Ich zucke die Achseln. »Was soll ich noch sagen?«

»Nun, Francine«, kräht Lizzie, »das hier ist nicht nur deine Brautgeschenkeparty und dein Junggesellinnenabschied, sondern ich fürchte, es ist auch deine Beerdigung.«

»Was meinst du damit?«, frage ich.

»Benjamin Frederic Stearnes, geboren in Detroit, Michigan …« Sie sieht mich mit einem gewaltigen Grinsen an.

»Genau, das ist er!«, sage ich. »Er kommt aus Detroit.«

»Hier ist das Forbes Magazine, eine Ausgabe von vor fünf Jahren: Tech-Unternehmer Benjamin Stearnes enthüllt seinen neuen Mikroroboter-Partikelfänger. Die Reduktion seiner Energiequelle ist ein signifikanter Vorteil für die winzigen Roboter, die dazu geschaffen werden, Feinstaub in der Produktion und im industriellen Umfeld zu eliminieren. Diese neue Innovation wird gewiss im Laufe der nächsten fünf bis zehn Jahre den Marktanteil des Milliarden-Dollar-Unternehmens zementieren.«

»Du bist so eine Lügnerin«, sage ich. »Das hast du erfunden!«

»Ich habe es nicht erfunden! Denkst du, ich könnte mir so etwas einfach aus den Fingern saugen?« Lizzie dreht den Laptop zu mir um.

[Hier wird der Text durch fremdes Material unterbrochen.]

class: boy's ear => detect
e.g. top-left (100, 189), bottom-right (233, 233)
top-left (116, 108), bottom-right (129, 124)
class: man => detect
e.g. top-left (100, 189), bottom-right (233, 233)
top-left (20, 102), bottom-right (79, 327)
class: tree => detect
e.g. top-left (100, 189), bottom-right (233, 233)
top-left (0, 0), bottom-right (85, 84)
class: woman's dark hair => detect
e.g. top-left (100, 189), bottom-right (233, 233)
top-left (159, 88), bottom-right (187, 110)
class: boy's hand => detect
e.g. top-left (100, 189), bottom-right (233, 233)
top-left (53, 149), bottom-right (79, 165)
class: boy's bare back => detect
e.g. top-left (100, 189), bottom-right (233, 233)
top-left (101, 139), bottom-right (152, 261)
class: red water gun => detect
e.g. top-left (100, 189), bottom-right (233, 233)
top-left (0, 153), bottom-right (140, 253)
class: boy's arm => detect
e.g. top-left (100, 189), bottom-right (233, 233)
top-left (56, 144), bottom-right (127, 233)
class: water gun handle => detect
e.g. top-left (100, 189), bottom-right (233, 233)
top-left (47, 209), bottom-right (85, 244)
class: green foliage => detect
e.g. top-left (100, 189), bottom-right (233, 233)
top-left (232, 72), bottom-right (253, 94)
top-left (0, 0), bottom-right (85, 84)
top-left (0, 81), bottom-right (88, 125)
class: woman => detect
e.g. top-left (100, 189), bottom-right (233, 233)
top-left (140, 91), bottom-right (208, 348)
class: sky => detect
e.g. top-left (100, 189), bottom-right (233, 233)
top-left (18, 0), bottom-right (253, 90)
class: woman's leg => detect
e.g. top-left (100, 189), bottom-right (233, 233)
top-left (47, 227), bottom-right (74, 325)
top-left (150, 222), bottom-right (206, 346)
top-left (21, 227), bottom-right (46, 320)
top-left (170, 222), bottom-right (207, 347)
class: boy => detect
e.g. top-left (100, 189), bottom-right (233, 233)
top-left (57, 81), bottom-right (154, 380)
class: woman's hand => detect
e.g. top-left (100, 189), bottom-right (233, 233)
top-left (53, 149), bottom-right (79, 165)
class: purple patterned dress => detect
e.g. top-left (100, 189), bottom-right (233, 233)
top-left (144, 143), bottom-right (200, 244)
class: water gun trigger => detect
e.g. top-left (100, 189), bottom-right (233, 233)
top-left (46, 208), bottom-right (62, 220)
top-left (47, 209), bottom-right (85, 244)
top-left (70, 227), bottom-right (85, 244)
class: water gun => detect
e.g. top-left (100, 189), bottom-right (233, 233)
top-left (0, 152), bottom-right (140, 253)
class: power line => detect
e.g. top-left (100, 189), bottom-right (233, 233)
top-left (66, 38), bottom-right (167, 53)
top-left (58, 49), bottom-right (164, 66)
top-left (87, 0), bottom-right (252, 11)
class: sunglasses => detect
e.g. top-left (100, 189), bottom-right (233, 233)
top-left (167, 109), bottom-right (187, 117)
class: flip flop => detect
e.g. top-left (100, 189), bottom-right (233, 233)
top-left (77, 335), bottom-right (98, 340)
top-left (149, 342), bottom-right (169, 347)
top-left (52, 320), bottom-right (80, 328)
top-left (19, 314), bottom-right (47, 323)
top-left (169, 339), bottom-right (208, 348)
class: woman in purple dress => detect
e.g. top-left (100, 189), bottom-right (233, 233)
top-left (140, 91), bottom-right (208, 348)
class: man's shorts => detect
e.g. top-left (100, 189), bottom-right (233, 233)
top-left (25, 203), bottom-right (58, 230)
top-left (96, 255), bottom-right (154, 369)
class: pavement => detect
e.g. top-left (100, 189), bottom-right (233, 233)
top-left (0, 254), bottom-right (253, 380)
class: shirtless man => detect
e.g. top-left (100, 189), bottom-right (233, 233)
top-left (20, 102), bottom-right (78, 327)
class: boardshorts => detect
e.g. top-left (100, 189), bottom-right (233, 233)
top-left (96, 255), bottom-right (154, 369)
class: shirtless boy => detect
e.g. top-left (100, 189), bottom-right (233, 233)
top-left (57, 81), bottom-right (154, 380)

Ich überfliege den Artikel. »Vielleicht gibt es noch einen Benjamin Stearnes aus Detroit.«

»Es könnte noch einen Benjamin Stearnes aus Detroit geben«, räumt Lizzie ein. »Aber keinen Benjamin Stearnes mit der Sozialversicherungsnummer deines Benjamin Stearnes’.«

»Nie und nimmer«, wende ich ein. »Ich muss ein Foto sehen. Das ist einfach … nie und nimmer. Der soll Benny sein?«

»Heilige Scheiße«, murmelt Tabitha und starrt auf ihr Handy. »Herzaugensmiley!«

»Was?« Mia geht hinüber und bettet das Kinn auf Tabithas Schulter. Ihre Augen weiten sich. »Schnappatmung!«

»Zeigt mal her!«, fordere ich sie auf.

Kelsey drängelt sich dazwischen. »Francine! Du hast Geheimnisse vor uns. Dein heimlicher milliardenschwerer Ehemann ist ein ziemlich prachtvoller Bursche. Er könnte sogar noch heißer sein als Antonio.«

»Stellina, du machst mich fertig«, sagt Antonio und greift sich ans Herz.

Ich strecke die Hand aus. »Komm schon, lass mich sehen.«

Tabitha verbirgt das Display vor mir und presst sich mit funkelnden Augen ihr Handy auf die Brust. »Francine, meine Freundin, ich werde dir jetzt deinen Ehemann präsentieren, den milliardenschweren Industriellen Benny Stearnes.«

Ich nehme das Handy mit einem Stöhnen entgegen.